Meaning that you're getting close to a 2 year head start.

acheong08 · on May 5, 2024

While they still call it GPT-4, the one topping the rankings are newer iterations of it despite still retaining the same name. The latest one is from 2024-04-09. Sure that one probably finished training a few months ago but it is by no means a 2 year head start.

ashu1461 · on May 5, 2024

Agree, the delta is getting smaller. And for majority of the tasks you can use the Claude Sonet which is better than 3.5 and also fast.

But at the same time when you actually want to solve a complicated problem, deep down you know that only GPT 4 can crack it.

jstummbillig · on May 5, 2024

Even more important, you know that GPT-4 will probably also not crack it. Which is why the SOTA is not terribly interesting. The delta between GPT-4 and the competition has been closing but why anyone would assume that this is a trend and that it would continue with GPT-4.5 to competition, or GPT-5 to competition instead of the other way around is a mystery to me.

I am not saying it could not be true. But extrapolating from differences between current bad models to a future with better models is weird, specially when everyone seems to pretty much agree that scale is the difference between the two and scale is hard and exclusive.

anon373839 · on May 5, 2024

There’s a scatterplot that’s been circulating on Twitter. The trend lines show that since the time of GPT-2, open weights models have improved at a steeper rate than proprietary models, with the two on a path to intersect.

jstummbillig · on May 5, 2024

I would argue that's to be expected after the first generally accepted POC (GPT-3.5) was released, with it an entire industry created, and other companies actually started copying/competing in a big way.

It seems a stretch to read this as a continuing trend, when (from what I gather everyone agrees on) the way to better models seems to be ever more efficient handling of ever larger amounts of money, compute and data, with no reasonable limits in sight on any of the three.

anon373839 · on May 5, 2024

Scaling up LLMs is only going to go so far, and it will yield diminishing marginal returns on all of that money, compute, and data. It’s a regime of exponential increases in inputs for linear gains in the outputs - barring some technological breakthroughs which could come from anywhere, not just from OpenAI.

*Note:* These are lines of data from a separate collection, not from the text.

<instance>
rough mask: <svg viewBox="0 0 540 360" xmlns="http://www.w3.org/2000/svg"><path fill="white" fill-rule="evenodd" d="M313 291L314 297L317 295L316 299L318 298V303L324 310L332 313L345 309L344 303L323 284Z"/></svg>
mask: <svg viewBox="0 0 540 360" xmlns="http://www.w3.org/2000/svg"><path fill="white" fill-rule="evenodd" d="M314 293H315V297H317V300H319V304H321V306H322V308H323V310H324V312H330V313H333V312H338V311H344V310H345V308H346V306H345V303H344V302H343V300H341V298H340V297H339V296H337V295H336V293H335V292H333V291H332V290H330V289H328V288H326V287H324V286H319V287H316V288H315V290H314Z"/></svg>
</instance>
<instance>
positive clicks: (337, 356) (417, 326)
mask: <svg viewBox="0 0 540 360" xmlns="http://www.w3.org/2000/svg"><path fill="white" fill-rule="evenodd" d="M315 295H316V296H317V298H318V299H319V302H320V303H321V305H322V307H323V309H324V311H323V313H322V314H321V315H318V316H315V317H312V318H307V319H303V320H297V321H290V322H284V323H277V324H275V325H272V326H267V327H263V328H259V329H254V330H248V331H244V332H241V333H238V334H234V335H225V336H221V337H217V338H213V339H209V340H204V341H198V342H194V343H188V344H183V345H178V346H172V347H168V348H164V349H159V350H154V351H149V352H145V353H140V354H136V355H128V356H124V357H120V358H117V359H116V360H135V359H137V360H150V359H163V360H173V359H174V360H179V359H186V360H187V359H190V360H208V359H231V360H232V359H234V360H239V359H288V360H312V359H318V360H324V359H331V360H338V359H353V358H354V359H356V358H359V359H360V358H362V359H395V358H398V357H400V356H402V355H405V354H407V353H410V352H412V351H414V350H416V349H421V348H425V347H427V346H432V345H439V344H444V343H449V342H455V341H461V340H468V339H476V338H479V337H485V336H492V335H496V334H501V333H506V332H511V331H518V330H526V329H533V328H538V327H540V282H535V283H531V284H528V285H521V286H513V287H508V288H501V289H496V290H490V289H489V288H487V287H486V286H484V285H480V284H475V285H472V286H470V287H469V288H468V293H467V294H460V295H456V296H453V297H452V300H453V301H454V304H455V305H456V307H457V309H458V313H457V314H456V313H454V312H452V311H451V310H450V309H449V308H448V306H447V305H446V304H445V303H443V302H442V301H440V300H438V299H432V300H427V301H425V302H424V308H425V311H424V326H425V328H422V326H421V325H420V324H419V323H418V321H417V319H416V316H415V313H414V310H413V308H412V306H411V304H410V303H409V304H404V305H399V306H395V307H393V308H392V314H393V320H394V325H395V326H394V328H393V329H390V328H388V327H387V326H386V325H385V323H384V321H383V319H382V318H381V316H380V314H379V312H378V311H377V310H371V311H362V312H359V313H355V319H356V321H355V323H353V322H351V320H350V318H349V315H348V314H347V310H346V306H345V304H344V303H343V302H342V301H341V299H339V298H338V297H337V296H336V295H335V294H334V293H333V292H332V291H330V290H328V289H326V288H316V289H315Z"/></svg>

hackerlight · on May 5, 2024

Depends how good their next model is, and if they prevent leaks and departures so they can prolong the lead for an undetermined amount of time.

14u2c · on May 5, 2024

Most of the big "investments" in OpenAI are in the form of compute credits. I fail to see the downside of that.

spxneo · on May 4, 2024

2 minute papers?

spxneo · on May 4, 2024

Bill Hwang, Masayoshi Son are all just straight up gamblers.

tim333 · on May 5, 2024

I'd dispute that with Masayoshi Son. I mean all venture investing has an element of gambling to it but he's more an investor.

H8crilA · on May 4, 2024

Nothing wrong with gambling (i.e. wagering real resources against an uncertain outcome), the entire financial market / all of capitalism is a chaotic orchestra of millions of gambles.